St Kenneth's Chapel - Mull

Since it is very much off the beaten path, I do not think that St Kenneth's Chapel, also known as Caibel Mheamhair (the Chapel of Remembrance), at Laggan on Mull sees many visitors. But it should be seen, for it lies in a beautiful spot just above Loch Buie. Portions of the building date to between the 12th and 15th centuries, and in 1864 it was converted into a mausoleum for the Maclaines of Loch Buie. 

Chapel of St Kenneth - Laggan
I wanted to see the chapel due to its association with St Kenneth; the same saint who established a monastery on the island of Inchkenneth, twelve miles to the northwest. So when the opportunity arose to go ashore at Lochbuie during a Hebridean cruise, I made a two mile round-trip walk to the chapel. The chapel/mausoleum is in very good shape, having been extensively refurbished in 1972. Interred here are several Maclaine chiefs; most commemorated with simple memorials; although the memorial for Murdoch Maclain (The 21st chief:1791-1844) is quite extensive. 


Memorial to Murdoch Maclaine (21st Chief)
A good source for stories about the Macleans and Maclaines of Mull is Thomas Hannan's The Beautiful Island of Mull (1926). In it I learned about another Murdoch Maclaine, the 22nd chief (see last photo). When he died in 1909, a steamer full of dignitaries set out from Oban to attend the funeral but, as Hannan describes below, they did not make it:

Murdoch Gillian Maclaine, who served in the Carabineers, and some experience of the Franco-German War in 1870-1871 as correspondent of The Times with the German Army. He did a great deal to develop his estate by turning it into a fine sporting estate... His funeral was a thoroughly Highland ceremony, carried out in one of those intense sea-fogs which occasionally shroud the island. A steamer had set out from Oban with a great company of Chiefs and others from the mainland, but it was not able to enter the loch (Lochbuie). Those on board were able to hear the wailing of the pipes as they played the lament, but the steamer had to return without its passengers taking part in the funeral service.

It must of been quite eerie, hearing the pipes echo across the sea from a fog shrouded chapel on a remote headland of Mull. For more info on St Kenneth's Chapel see this RCHAMS Link.

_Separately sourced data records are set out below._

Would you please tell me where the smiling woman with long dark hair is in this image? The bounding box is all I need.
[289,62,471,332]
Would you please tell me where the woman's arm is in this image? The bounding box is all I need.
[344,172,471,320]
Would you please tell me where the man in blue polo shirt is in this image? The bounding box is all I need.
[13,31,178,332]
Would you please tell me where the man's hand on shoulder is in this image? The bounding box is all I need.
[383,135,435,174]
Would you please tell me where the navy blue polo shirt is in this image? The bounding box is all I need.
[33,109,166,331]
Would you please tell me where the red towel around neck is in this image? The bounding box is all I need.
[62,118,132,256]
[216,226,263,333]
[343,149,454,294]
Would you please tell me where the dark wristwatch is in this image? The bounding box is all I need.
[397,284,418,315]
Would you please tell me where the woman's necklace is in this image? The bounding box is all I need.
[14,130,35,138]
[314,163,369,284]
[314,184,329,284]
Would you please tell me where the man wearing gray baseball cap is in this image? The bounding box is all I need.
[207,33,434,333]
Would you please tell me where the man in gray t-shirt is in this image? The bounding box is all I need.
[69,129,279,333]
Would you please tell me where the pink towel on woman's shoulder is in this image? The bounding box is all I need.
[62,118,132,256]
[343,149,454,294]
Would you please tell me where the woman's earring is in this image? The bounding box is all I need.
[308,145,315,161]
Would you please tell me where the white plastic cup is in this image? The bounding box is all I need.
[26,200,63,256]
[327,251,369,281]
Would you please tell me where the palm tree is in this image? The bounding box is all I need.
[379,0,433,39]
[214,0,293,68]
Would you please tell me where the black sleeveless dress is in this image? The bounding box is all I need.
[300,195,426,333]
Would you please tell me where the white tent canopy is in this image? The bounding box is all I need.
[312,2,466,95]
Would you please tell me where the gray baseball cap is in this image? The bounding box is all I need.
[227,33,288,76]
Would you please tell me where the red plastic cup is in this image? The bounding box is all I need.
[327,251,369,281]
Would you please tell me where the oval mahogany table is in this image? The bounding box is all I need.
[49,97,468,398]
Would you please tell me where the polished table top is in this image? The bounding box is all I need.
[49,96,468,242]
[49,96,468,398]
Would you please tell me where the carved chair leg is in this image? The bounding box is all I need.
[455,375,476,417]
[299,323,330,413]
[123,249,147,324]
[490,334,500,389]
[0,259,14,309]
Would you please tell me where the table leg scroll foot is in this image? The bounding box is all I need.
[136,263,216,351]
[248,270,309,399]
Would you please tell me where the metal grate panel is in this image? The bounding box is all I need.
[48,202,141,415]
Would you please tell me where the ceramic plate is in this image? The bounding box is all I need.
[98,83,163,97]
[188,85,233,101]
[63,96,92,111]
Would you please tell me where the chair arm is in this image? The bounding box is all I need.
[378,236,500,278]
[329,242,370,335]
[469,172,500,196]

Memorial to Murdoch Maclaine (22nd Chief)

1 comment:

  1. Well worth a visit. This historic building does not get the attention it deserves as a resting place for members of the Clan MacLaine and a building dedicated to St Columba’s contemporary St Kenneth, the patron saint of the ship wrecked - how appropriate in a place dominated by the blast from the North Atlantic. Nearby is Castle Moy.